My recent trip to Amsterdam has been part of a longer process I’m going through looking at my blog, my blogging career, our family finances and lots of related things. I’m lucky enough to make money from my blogging. Not enough to pay the mortgage (unfortunately) but enough that it has been making a difference to our lives – whether it being extra money in the bank each month, or review products or events that we could otherwise not afford to do. This difference has come through hard work though. Lots of hard work, and work that doesn’t necessarily always pay a good hourly wage. There are up months and down months. Clients who pay nice and promptly, and clients who don’t pay so well and also have to be chased so much to pay that by the time they do I’m left questioning whether it was worth working with them in the first place or not.
So I’m sat here now at a bit of a crossroads when it comes to blogging. I love my blog and love writing here. I love the experiences that blogging has brought me that I wouldn’t otherwise have had. I love the blogging community that I am now part of and the friends that I’ve made from it.
But, I don’t love being constantly asked to use my brand and business to promote big companies for free. I don’t love having to chase people that have agreed to pay me money for work I have done again and again and again. I don’t love being sent a product worth a couple of quid (without being asked first) and then being hassled lots and lots as to when I will have written a “nice big review” of it.
A better balance needs to be found and that’s what I’ve been trying to do for the last month or so. When I started blogging it was before I had children, and whilst I was still working. Our financial needs were very different to today, and our family life was very different. My blog has organically grown and changed over that time whilst I’ve not had much time to put in to shaping where it was going. Now is the time to direct it a bit more though.
I want to go back to writing about the things I want to write about, the things that make me smile, rather than the things that arrive in my email inbox. There are some brilliant brands that I’m working with right now and I want to put my effort into working properly with them and developing that relationship I have with them. They are brands that make me smile and make me happy.
Over the last two years all my crafting has taken a back seat – it’s hard having a sewing machine or knitting out with an enthusiastic baby or toddler trying to help – but I want (and possibly need) to get back to my craft. It’s what grounded me and helped me relax. September and early October saw me to go the Handmade Fair and also the Knitting and Stitching Show and both visits made me realise what it is I really want to be doing in the future.

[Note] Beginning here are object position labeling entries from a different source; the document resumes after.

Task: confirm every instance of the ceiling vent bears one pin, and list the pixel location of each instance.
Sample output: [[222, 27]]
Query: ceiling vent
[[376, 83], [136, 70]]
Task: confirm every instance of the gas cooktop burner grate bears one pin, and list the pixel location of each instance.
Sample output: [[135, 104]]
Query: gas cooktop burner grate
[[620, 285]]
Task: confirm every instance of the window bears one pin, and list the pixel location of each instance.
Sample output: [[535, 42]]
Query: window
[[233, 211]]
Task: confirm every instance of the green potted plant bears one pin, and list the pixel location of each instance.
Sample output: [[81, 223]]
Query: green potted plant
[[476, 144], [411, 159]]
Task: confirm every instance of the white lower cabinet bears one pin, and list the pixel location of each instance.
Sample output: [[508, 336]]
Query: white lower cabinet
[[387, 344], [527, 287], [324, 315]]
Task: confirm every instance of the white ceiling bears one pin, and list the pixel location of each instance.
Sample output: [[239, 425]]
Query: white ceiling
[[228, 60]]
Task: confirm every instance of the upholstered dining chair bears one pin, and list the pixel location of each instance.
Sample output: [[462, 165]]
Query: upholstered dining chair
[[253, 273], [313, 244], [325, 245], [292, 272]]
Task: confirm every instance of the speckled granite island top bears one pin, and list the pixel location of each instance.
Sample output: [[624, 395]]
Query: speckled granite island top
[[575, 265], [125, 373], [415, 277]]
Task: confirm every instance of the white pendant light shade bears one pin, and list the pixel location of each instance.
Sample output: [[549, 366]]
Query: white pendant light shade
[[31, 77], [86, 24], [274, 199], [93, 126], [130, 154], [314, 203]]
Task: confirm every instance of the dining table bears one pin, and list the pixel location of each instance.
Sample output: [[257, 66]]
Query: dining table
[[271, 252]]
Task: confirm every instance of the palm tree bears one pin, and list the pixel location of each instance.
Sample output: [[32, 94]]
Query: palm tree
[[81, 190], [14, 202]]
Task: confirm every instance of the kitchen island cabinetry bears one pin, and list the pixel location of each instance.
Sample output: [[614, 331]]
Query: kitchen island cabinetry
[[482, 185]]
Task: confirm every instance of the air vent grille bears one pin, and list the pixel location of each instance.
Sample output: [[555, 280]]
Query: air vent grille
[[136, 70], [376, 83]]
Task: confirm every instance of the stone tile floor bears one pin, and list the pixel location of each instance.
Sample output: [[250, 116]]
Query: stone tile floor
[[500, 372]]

The moment that really cemented all this for me was when I heard Katie Searle-Williams speak at Meet The Blogger. She is the founder of Kinfolk magazine – a beautiful publication all about “The Simple Life”. It really is lifestyle inspiration – beautiful people sat around lazily, eating gorgeous food, lovingly grown and cooked at home. The meals are taken sat at a vintage style designer table, laden with rustic home wears, and everyone is dressed beautifully. It really is idyllic, and to be honest I’d dream of a lifestyle like that rather than a kitchen over run with plastic toys from China and a quick and easy dinner of frozen food to fit in with my busy lifestyle.
But is this really a simple life? When you look up a dictionary definition* of simple some of the words and phrases that come up are: not elaborate or artificial; plain; not ornate or luxurious; unadorned; modest; not complicated. As I sat listening to news of the Kinfolk home-wears and clothing ranges being launched I couldn’t help but wonder about the cost of all these things and that to me jared with the “simple” concept. Surely a really simple life is one which makes use of the things around us rather than requiring us to buy new things to live it. It all just sits uneasy with me.
I would say that so many previous generations, especially my grandparents generation in war time, lived a simple life, but that was one through necessity rather than fashion. They were thrifty and economical with what they had. They grew fruit and veg because they had to. Gifts were handmade due to limits on what was available in the shops. They used up leftovers as it was seen as a crime to not do so, especially with rationing in place. Children played with what they had as toys were just not as abundant as they are now. People made their own entertainment. To me that is the real simple life. And it’s the simple life that I want to embrace and blog about.
I’m not saying that I’m never going to buy anything new again, or stop buying toys for my children, but I do want to slow things down and stop feeling all this pressure to have to buy simple things to live a simple life. I want to build memories with my children that are based on experiences rather than expensive extravagances. I want to spend time making things that become treasured possessions rather than spending money to buy in a lifestyle. I want to make the time to sit and enjoy a good book rather than rushing from one thing to another. And I want to blog as I do so.
It may make us a bit cash poorer in the short term, but I have hopes that I can build my writing and other work back up to sit around this real simple life and to do so in a way that I feel more content with. Until then some belts may need to be tightened, but I’ve come to realise that being happy is what matters most to me and my family. Life’s too short and my children’s childhood too precious to be otherwise.